Active Elastic Job
You have your Rails application deployed on the Amazon Elastic Beanstalk platform and now your application needs to offload work—like sending emails—into asynchronous background jobs. Or you want to perform jobs periodically similar to cron jobs. Then Active Elastic Job is the right gem. It provides an adapter for Rails' Active Job framework that allows your application to queue jobs as messages in an Amazon SQS queue. Elastic Beanstalk provides worker environments that automatically pull messages from the queue and transforms them into HTTP requests. This gem knows how to handle these requests. It comes with a Rack middleware that intercepts these requests and transforms them back into jobs which are subsequently executed.
Why use this gem?
- It is easy to setup.
- It makes your application ready for worker environments that are highly integrated in the Elastic Beanstalk landscape.

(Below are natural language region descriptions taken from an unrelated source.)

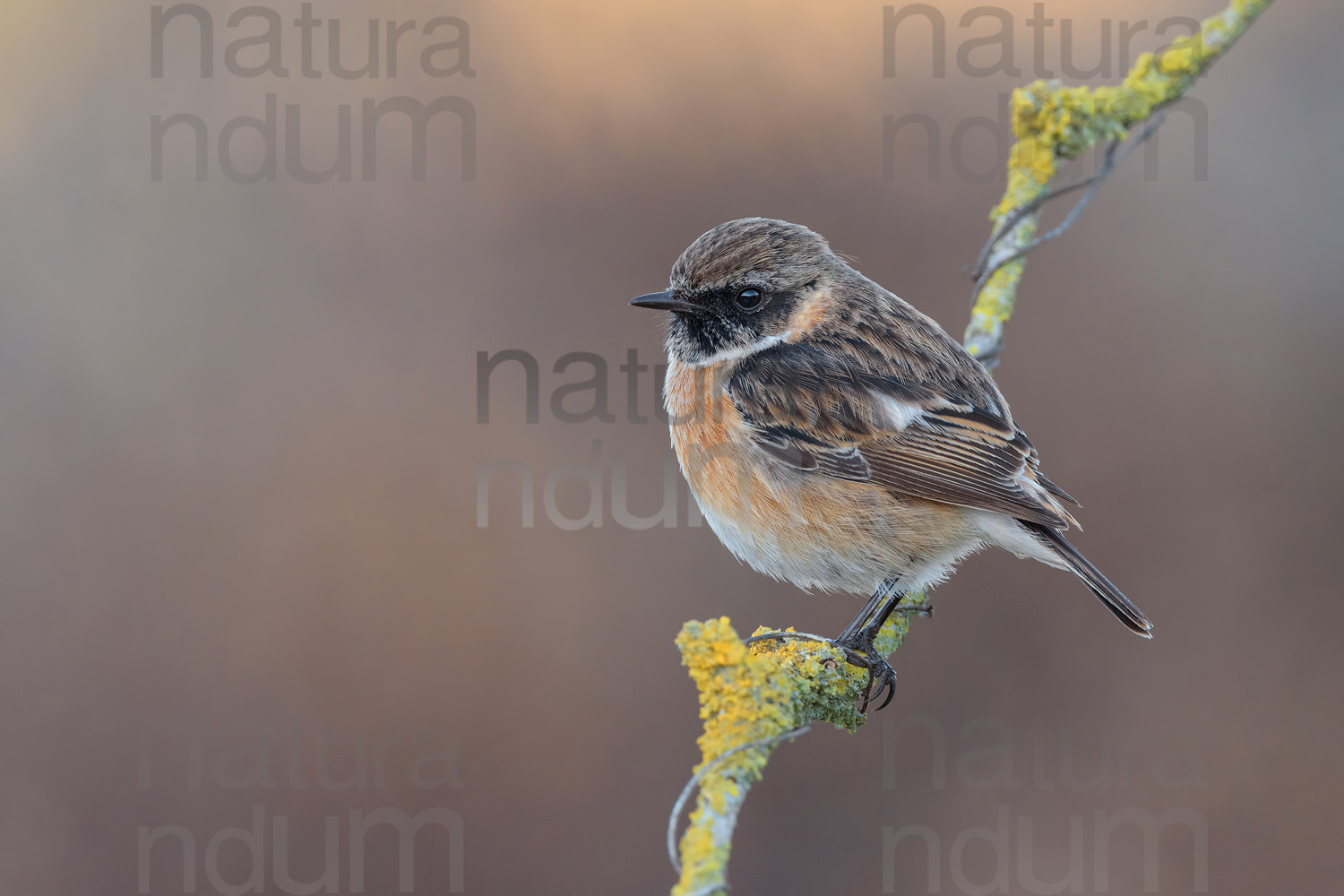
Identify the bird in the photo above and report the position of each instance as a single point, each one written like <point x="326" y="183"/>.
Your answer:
<point x="838" y="438"/>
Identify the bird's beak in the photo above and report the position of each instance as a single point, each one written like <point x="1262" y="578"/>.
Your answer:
<point x="663" y="301"/>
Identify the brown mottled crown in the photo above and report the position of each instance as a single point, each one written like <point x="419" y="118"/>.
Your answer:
<point x="763" y="250"/>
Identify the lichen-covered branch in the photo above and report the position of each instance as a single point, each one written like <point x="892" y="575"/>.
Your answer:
<point x="1055" y="124"/>
<point x="754" y="694"/>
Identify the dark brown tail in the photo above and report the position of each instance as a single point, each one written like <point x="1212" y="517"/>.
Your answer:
<point x="1091" y="576"/>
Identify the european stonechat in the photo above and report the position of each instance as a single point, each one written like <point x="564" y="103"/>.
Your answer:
<point x="838" y="438"/>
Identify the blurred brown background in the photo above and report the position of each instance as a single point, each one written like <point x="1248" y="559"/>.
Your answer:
<point x="241" y="447"/>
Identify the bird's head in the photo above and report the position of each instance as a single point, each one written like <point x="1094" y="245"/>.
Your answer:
<point x="741" y="288"/>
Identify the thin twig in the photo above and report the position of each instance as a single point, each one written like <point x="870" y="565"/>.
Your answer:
<point x="1093" y="183"/>
<point x="706" y="769"/>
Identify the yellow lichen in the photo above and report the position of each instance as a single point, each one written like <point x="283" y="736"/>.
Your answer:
<point x="1054" y="124"/>
<point x="750" y="694"/>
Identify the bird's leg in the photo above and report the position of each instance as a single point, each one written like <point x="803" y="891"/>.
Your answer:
<point x="859" y="635"/>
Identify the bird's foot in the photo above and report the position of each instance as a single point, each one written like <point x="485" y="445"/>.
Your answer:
<point x="866" y="656"/>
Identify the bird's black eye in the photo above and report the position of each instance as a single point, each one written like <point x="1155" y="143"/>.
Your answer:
<point x="749" y="300"/>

- It is based on Amazon SQS, a fast, fully managed, scaleable, and reliable queue service. You do not need to operate and maintain your custom-messaging cluster.

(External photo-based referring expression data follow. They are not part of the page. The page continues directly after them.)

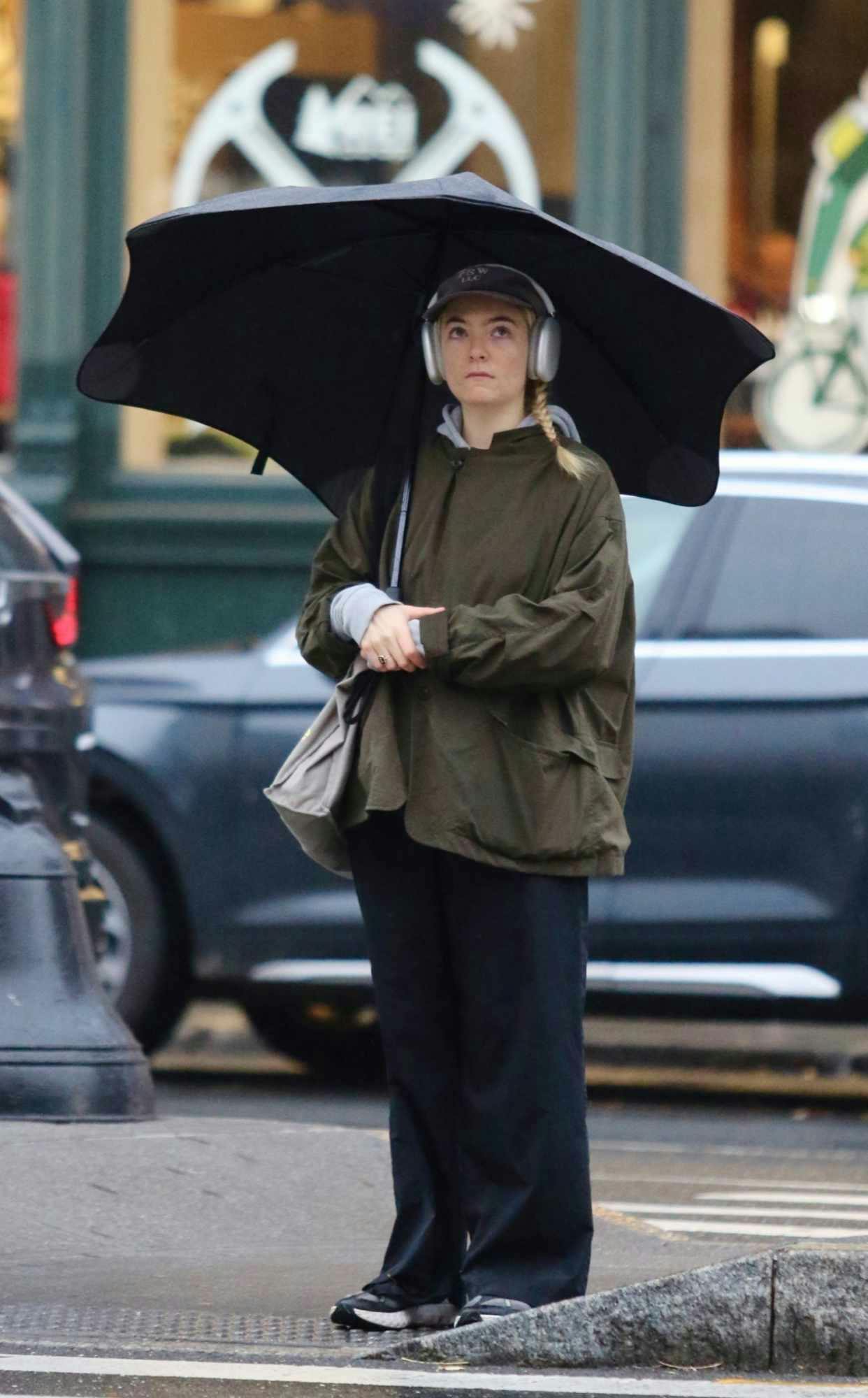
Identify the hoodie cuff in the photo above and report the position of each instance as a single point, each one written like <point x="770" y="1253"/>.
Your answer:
<point x="434" y="631"/>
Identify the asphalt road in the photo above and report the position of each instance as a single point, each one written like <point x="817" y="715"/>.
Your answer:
<point x="247" y="1200"/>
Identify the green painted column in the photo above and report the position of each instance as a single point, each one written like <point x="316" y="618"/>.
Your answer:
<point x="106" y="258"/>
<point x="631" y="125"/>
<point x="52" y="247"/>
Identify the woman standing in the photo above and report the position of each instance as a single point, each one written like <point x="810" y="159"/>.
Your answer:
<point x="490" y="785"/>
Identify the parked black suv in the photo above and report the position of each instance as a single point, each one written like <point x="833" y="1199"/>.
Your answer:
<point x="747" y="877"/>
<point x="45" y="719"/>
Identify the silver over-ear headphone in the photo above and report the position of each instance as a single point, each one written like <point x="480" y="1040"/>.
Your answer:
<point x="544" y="349"/>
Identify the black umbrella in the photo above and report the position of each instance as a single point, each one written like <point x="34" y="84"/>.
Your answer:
<point x="290" y="318"/>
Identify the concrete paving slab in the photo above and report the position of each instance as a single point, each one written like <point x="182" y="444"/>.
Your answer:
<point x="233" y="1217"/>
<point x="821" y="1311"/>
<point x="712" y="1315"/>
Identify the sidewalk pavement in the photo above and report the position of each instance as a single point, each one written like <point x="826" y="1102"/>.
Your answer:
<point x="229" y="1232"/>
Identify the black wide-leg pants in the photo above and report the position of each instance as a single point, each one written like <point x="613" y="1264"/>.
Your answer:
<point x="480" y="982"/>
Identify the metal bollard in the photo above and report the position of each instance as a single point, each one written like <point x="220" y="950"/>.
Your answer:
<point x="65" y="1053"/>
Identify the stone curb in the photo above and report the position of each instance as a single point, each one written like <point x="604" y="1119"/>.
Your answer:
<point x="783" y="1311"/>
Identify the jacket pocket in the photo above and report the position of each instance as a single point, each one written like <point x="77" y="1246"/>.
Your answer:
<point x="543" y="798"/>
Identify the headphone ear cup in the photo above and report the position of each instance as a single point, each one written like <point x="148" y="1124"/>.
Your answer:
<point x="544" y="350"/>
<point x="431" y="350"/>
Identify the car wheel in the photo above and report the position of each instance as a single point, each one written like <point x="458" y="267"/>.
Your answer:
<point x="333" y="1046"/>
<point x="142" y="970"/>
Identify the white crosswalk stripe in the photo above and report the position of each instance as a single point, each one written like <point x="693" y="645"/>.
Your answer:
<point x="708" y="1213"/>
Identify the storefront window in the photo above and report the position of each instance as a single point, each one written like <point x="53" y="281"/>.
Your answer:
<point x="234" y="94"/>
<point x="10" y="107"/>
<point x="799" y="222"/>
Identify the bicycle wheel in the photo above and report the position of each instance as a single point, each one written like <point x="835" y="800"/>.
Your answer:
<point x="816" y="402"/>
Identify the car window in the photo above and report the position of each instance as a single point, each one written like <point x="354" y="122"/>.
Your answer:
<point x="655" y="531"/>
<point x="792" y="568"/>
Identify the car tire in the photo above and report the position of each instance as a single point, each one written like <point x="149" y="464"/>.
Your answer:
<point x="333" y="1049"/>
<point x="143" y="968"/>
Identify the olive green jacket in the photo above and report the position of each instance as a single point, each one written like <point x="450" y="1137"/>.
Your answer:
<point x="515" y="746"/>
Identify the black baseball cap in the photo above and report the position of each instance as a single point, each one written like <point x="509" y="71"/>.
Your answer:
<point x="489" y="280"/>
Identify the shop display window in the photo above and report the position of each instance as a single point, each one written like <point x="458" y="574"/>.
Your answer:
<point x="799" y="222"/>
<point x="233" y="94"/>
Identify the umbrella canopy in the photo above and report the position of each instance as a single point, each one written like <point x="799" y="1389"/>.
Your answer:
<point x="291" y="318"/>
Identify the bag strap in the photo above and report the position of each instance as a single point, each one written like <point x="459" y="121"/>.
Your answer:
<point x="393" y="591"/>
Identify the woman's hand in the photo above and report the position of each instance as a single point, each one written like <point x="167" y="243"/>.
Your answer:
<point x="389" y="635"/>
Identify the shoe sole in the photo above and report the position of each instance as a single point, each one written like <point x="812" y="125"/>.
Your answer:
<point x="419" y="1318"/>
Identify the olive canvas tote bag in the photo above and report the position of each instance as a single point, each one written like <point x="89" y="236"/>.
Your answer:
<point x="308" y="788"/>
<point x="312" y="781"/>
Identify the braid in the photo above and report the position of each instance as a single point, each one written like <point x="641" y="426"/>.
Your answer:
<point x="540" y="410"/>
<point x="567" y="458"/>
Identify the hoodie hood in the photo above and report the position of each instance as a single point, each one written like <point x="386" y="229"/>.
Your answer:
<point x="451" y="427"/>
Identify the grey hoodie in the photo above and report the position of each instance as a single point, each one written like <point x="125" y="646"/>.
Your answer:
<point x="353" y="607"/>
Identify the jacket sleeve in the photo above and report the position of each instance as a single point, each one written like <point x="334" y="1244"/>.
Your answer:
<point x="565" y="640"/>
<point x="340" y="561"/>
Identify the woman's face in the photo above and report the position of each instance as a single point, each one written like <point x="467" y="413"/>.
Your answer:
<point x="484" y="343"/>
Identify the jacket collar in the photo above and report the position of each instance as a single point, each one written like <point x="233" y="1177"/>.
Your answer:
<point x="451" y="427"/>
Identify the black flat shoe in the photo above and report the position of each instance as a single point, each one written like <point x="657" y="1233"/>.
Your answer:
<point x="487" y="1308"/>
<point x="367" y="1311"/>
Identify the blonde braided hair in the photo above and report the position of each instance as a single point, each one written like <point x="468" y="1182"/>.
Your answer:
<point x="536" y="403"/>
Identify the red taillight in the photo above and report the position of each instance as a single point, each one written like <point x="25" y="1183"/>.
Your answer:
<point x="65" y="626"/>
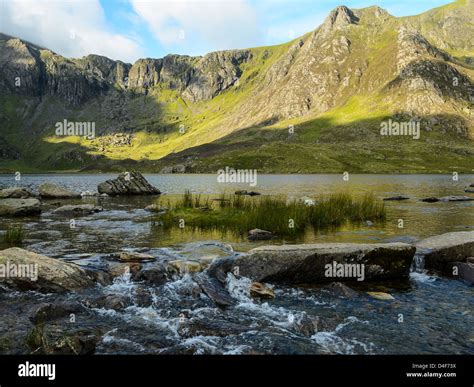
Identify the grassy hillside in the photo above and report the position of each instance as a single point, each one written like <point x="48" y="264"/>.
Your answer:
<point x="247" y="125"/>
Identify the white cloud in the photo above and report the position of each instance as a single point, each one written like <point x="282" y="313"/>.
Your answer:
<point x="200" y="25"/>
<point x="72" y="28"/>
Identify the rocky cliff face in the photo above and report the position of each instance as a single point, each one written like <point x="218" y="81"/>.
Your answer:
<point x="41" y="72"/>
<point x="418" y="67"/>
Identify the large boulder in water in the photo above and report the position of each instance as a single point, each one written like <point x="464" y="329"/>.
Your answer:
<point x="128" y="183"/>
<point x="15" y="193"/>
<point x="25" y="270"/>
<point x="439" y="251"/>
<point x="298" y="264"/>
<point x="52" y="191"/>
<point x="19" y="207"/>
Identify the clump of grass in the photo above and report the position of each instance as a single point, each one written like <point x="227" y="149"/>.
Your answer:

- It is easy to deploy. You simply push your application code to a worker environment, the same way that you push your application code to your web environment.

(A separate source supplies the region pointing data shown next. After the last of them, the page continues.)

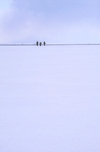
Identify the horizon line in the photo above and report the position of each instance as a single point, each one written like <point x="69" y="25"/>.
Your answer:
<point x="48" y="44"/>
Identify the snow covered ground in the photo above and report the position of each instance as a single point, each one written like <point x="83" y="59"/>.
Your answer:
<point x="50" y="99"/>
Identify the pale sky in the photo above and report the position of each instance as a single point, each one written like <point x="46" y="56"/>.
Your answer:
<point x="55" y="21"/>
<point x="50" y="96"/>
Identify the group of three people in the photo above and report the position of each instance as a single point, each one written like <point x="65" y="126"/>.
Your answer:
<point x="40" y="43"/>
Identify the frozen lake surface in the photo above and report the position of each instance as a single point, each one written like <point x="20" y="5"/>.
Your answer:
<point x="50" y="99"/>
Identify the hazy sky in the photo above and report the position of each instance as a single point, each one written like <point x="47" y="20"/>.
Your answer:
<point x="50" y="96"/>
<point x="73" y="21"/>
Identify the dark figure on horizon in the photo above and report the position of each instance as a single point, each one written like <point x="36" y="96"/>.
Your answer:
<point x="40" y="43"/>
<point x="44" y="43"/>
<point x="37" y="43"/>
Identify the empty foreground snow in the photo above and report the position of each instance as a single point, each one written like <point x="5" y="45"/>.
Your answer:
<point x="50" y="99"/>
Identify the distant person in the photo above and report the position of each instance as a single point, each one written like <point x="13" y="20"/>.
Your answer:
<point x="44" y="43"/>
<point x="40" y="43"/>
<point x="37" y="43"/>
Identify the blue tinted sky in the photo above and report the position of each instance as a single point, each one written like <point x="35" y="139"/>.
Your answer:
<point x="50" y="96"/>
<point x="55" y="21"/>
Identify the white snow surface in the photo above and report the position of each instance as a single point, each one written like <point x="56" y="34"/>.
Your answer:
<point x="50" y="99"/>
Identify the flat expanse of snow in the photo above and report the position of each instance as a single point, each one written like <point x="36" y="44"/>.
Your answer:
<point x="50" y="99"/>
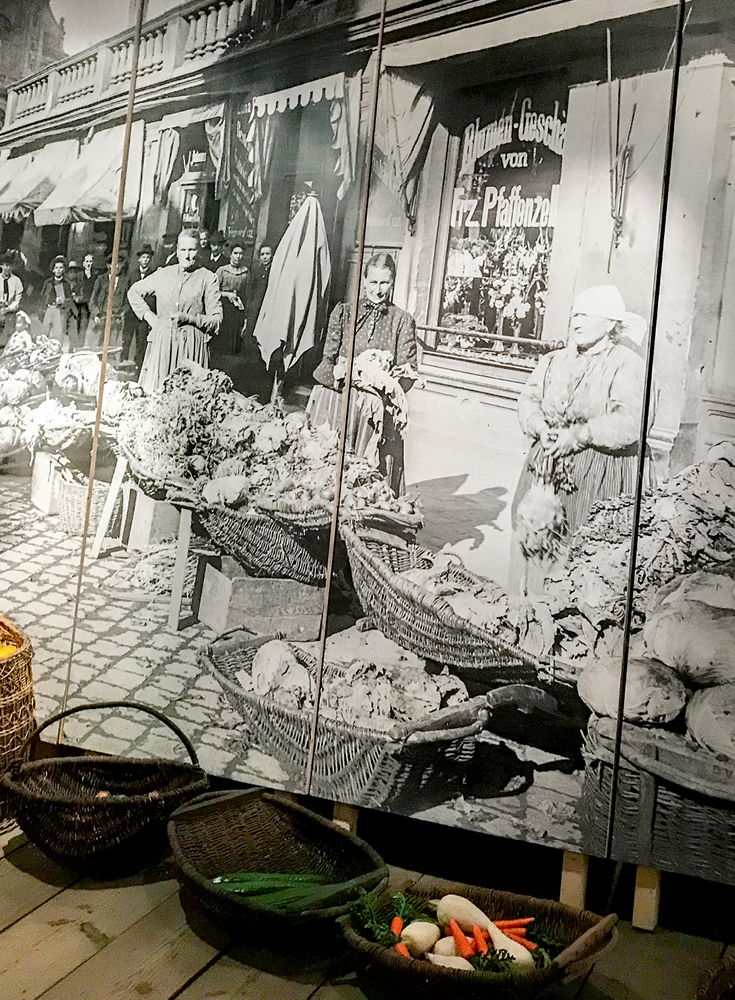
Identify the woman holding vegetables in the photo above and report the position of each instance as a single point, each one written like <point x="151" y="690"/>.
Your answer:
<point x="188" y="313"/>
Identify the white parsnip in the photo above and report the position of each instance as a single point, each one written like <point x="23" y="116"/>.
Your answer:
<point x="466" y="914"/>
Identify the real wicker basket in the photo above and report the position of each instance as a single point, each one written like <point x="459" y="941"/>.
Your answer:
<point x="270" y="545"/>
<point x="718" y="983"/>
<point x="675" y="802"/>
<point x="355" y="764"/>
<point x="586" y="937"/>
<point x="254" y="830"/>
<point x="73" y="505"/>
<point x="98" y="812"/>
<point x="427" y="624"/>
<point x="17" y="700"/>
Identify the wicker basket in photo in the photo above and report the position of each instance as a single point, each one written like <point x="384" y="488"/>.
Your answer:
<point x="718" y="982"/>
<point x="73" y="505"/>
<point x="424" y="623"/>
<point x="257" y="831"/>
<point x="270" y="547"/>
<point x="366" y="767"/>
<point x="675" y="802"/>
<point x="585" y="935"/>
<point x="96" y="812"/>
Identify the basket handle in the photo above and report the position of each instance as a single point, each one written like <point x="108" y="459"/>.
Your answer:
<point x="114" y="704"/>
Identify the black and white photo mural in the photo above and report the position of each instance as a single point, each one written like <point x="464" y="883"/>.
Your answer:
<point x="418" y="358"/>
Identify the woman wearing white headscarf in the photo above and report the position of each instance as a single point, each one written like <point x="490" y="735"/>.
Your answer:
<point x="582" y="409"/>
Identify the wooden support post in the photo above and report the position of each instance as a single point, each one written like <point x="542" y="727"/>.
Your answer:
<point x="109" y="506"/>
<point x="177" y="583"/>
<point x="647" y="898"/>
<point x="573" y="888"/>
<point x="345" y="816"/>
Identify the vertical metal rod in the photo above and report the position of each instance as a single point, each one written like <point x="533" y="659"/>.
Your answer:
<point x="106" y="339"/>
<point x="346" y="396"/>
<point x="645" y="411"/>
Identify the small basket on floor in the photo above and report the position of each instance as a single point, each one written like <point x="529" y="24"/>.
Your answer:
<point x="718" y="982"/>
<point x="97" y="812"/>
<point x="257" y="831"/>
<point x="585" y="936"/>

- It scales. The worker environments come with auto-scale capability. Additional worker instances will spawn automatically and process jobs from the queue if the load increases above a preconfigured threshold.
Usage
-
Add this line to your application's Gemfile:
gem 'active_elastic_job'
-
Create an SQS queue:
-
Log into your Amazon Web Service Console and select SQS from the services menu.
-
Create a new queue. Select a name of choice but do not forget to use the same name in your Active Job class definition.
class YourJob < ActiveJob::Base queue_as :name_of_your_queue end
Also use that same name in your Action Mailer configuration (if you send emails in background jobs):
# config/application.rb module YourApp class Application < Rails::Application config.action_mailer.deliver_later_queue_name = :name_of_your_queue end end
-
Choose a visibility timeout that exceeds the maximum amount of time a single job will take.
- Give your EC2 instances permission to send messages to SQS queues:
- Stay logged in and select the IAM service from the services menu.
- Select the Roles submenu.
- Find the role that you select as the instance profile when creating the Elastic Beanstalk web environment:
- Attach the AmazonSQSFullAccess policy to this role.
- Make yourself familiar with AWS Service Roles, Instance Profiles, and User Policies.
- Tell the gem the region of your SQS queue that you created in step 2:
- Select the web environment that is currently hosting your application and open the Software Configuration settings.
- Add AWS_REGION and set it to the region of the SQS queue, created in Step 2.
- Create a worker environment:
- Stay logged in and select the Elastic Beanstalk option from the services menu.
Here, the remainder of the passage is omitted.